Our study has several limitations. First, these data were collected more than 20 years ago; however, this is the only nationally representative US study with ultrasonography data available to determine the prevalence of this condition in the general population by key sociodemographic characteristics. In addition, the correlates of NAFLD found in our study should remain consistent. Although the overall sensitivity and specificity of ultrasonography compared with biopsy are approximately 85% and 94%, respectively, ultrasonography is relatively insensitive to smaller amounts of hepatic steatosis. In addition, ultrasonography cannot detect inflammation and fibrosis, which are hallmarks of more advanced stages of NAFLD. In the absence of a standard definition, we defined NAFLD by excluding people with hepatic steatosis in the presence of elevated alcohol intake or the use of antiretroviral medications, which were factors significantly associated with ultrasonography-detected hepatic steatosis.

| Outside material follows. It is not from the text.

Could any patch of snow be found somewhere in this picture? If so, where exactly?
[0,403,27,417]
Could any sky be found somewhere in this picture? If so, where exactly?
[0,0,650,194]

Our study was cross-sectional and therefore has some limitations and biases inherent to the design; we cannot establish causality or temporality between the risk factors studied and NAFLD. We describe the correlates of prevalent disease that may well be different from the correlates of incident cases. In addition, some selection bias may also be present because individuals with more severe forms of disease may have been less likely to participate in NHANES III; however, this bias would result in the underestimation of the observed association between the risk factors and NAFLD.
In conclusion, in 1988–1994 in the United States, the prevalence of NAFLD was already very high (19%). Furthermore, NAFLD disproportionally affects Mexican Americans, older adults, and people with diabetes and obesity. The aging of the population, along with the increasing prevalence of diabetes and obesity, is expected to contribute to an increase in the prevalence of these conditions and in the overall burden of liver disease in the United States. Randomized clinical trials have shown promising results by using lifestyle modification, vitamin E and pioglitazone, and rosiglitazone, but there is no US Food and Drug Administration–approved drug for treating NAFLD. More research is needed to develop effective treatment options for people with NAFLD. In addition, given the prevalence of this condition, the development of improved assessment tools that can detect and stage NAFLD among the general population would be beneficial for future research.